Hello, I am running nvidia docker on a jetson orin nx.
I think I pulled this version : docker pull nvidia/cuda-arm64:11.4.0-base-ubuntu20.04
My host machine is installed with jetpack 5.1.1, installed with the following
cuda: 11.4.r11.4/compiler.31964100_0
cuDNN: 8.6.0.166
TensorRT: 8.5.2.2
VPI: 2.2.7
Vulkan: 1.3.204
OpenCV: 4.2.0 with CUDA: NO
The environment on docker container is like the following
CUDA: 11.4.r11.4/compiler.30521435_0
pytorch: 2.0.0a0+fe05266f.nv23.04
torchvision: 0.15.1a0
On the docker container, I installed ros2-foxy and ultralytics. I am trying to run a real-time pose detection with my usb camera using GPU acceleration.
I already checked that when running with cpu (without --runtime nvidia option when running the docker image) my code works perfectly. But since the FPS is too low with cpu, I am trying to use jetson gpu orin.

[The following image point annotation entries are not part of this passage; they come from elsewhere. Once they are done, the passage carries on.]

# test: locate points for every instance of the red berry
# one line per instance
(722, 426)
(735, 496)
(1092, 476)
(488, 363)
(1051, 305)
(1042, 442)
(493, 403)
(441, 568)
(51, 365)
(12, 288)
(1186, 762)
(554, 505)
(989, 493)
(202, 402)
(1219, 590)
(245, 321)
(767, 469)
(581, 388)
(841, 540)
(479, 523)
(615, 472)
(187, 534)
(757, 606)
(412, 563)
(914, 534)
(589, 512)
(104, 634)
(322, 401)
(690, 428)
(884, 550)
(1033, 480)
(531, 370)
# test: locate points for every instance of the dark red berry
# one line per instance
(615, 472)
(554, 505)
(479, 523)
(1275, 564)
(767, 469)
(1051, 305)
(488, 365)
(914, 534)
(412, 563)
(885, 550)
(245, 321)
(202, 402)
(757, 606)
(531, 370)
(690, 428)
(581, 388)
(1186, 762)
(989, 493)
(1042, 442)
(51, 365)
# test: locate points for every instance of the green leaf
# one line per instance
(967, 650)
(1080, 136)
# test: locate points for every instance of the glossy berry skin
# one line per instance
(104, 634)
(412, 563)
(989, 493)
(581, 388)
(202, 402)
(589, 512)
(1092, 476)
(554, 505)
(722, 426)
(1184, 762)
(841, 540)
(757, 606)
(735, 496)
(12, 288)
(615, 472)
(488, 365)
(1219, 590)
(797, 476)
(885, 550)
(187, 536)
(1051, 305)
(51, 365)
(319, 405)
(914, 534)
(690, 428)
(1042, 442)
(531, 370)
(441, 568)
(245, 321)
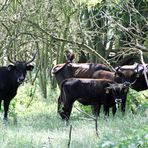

I checked that torch.cuda.is_available() returns True, so it seems the cuda version and my pytorch version are compatible.
However, my code is stuck when executing model.predict(frame)[0], where model = YOLO(“yolov8n-pose.pt”).
There is no returning error message, it takes about 5 minutes for the code return RuntimeError: CUDA error cublas_status_execution_failed when calling cublassgemm
I followed this link Run Yolo8 in GPU · Issue #3084 · ultralytics/ultralytics · GitHub for my code.
using this line:
device: str = ‘cuda’ if torch.cuda.is_available() else “cpu”
model = YOLO(“yolov8n-pose.pt”)
model.to(device)
I cannot find any solution to resolve my issue… Can anyone help?